David Gingerich, Senior Staff Engineer with Lockheed Martin Space Systems and Affiliate Faculty Member at Metropolitan State University of Denver.
Help Wanted: Researchers, social scientists and engineers to transform terrestrial-bound human beings into a space-faring species
Long ago, the first life on Earth evolved from living exclusively in ancient, primordial oceans to thriving on dry land. The next major evolutionary step of homo sapiens will be consciously transporting ourselves from our ancient home on Earth to our future home in the galaxy. In his keynote address, Mr. Gingerich will discuss how successfully establishing human society in outer space will require a great deal of non-technical, human-centered research. As humans change from a terrestrial-only species we must expect that the cultures and social organizations we’ve built on Earth will be transformed. How that transformation takes place, how quickly and successfully we send humans into long space voyages and off-Earth colonies, and how well these pioneers become self-sufficient and thrive depends on how successfully we transform our human bodies, cultures, and societies to live and grow in a hostile, unfamiliar, and extraordinarily desolate environment. This keynote address will review the enormous opportunities for undergraduate research to contribute to this evolution as our species takes its first steps away from our water-planet and into the ‘dryland’ of outer space.
Many of the challenges confronting our species during this transformation are non-technical. The means to live in low Earth orbit or a lunar facility still requires serious technology research and development. But it also desperately depends on extensive research in psychology, sociology, recreation, kinesiology, art appreciation, inter-personal communication, family relationships and child rearing, government, botany, pharmacology, organizational development, municipal planning, the growth and change of culture, political science, biology, nutrition, child development, and physiology. Every discipline we employ on Earth to study human interaction, resolve personal conflicts, improve society and our treatment of others, everything we do to promote the growth and well-being of the human species, must work together in an inter-disciplinary process to develop a self-sustainable, thriving, vibrant off-world human existence. Be sure to attend this keynote address to hear how your ideas and your research can be a part of this transformative human endeavor.

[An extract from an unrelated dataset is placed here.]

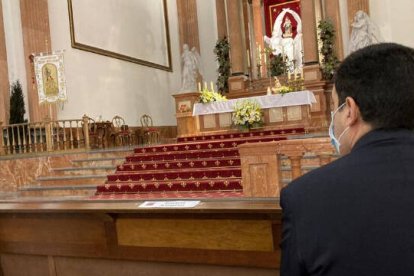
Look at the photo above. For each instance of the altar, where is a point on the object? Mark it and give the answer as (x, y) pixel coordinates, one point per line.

With little more than a change in environment, many undergraduate student research projects can be revised to provide basic research into addressing the needs of space travelers and colonists. Living in outer space is so fundamentally different from living on Earth that a large number of important and urgent research opportunities already exist and more become apparent every year - each one providing undergraduate students the opportunity to explore an area well suited to their passion and research interests while also making serious contributions to the international space program.

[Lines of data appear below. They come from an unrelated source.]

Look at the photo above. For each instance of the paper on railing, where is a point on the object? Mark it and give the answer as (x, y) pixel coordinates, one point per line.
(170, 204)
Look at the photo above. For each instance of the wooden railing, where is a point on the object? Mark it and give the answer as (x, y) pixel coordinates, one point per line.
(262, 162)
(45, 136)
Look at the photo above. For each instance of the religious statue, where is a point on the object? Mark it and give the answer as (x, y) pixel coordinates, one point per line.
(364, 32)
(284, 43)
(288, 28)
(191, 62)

The address will be followed by a question and answer period.
Mr. Dave Gingerich is a Senior Staff Engineer at Lockheed Martin Space Systems Company in Denver, Colorado. For the last decade he has served as the Certified Principal Engineer for Flight Software on nine, highly successful NASA space exploration missions. With more than 30 years of experience at Lockheed Martin, he has worked almost exclusively on the development, test, integration and operation of space exploration spacecraft to Mars, the Sun, two comets & an asteroid, our moon, Jupiter, and an astrophysics observatory.
Pursuant to his love of teaching and discussing all matters of space exploration, Mr. Gingerich is also an Affiliate Faculty member of the Aviation and Aerospace Sciences Department at Metropolitan State University of Denver and an Adjunct Associate Professor in the Space Operations Management, Masters of Science degree program at Webster University in Denver. At Metro State University, he currently teaches four courses in the Space Commercialization Certificate program. At Webster University he serves as the local area Space Mentor and conducts courses on Space Systems Engineering, Orbital Mechanics, Hazards of Spaceflight, Space Mission Operations and Fundamentals of Space.
Because these activities leave Dave with a couple of free hours every week, he will soon provide his one-hundredth, inspiring presentation on space exploration and careers to Denver-area elementary and middle school students. The same energy and enthusiasm for space exploration is reflected in the dozens of tours he conducts at work each year to various organizations, high school students, NASA Student Ambassadors and aerospace VIPs.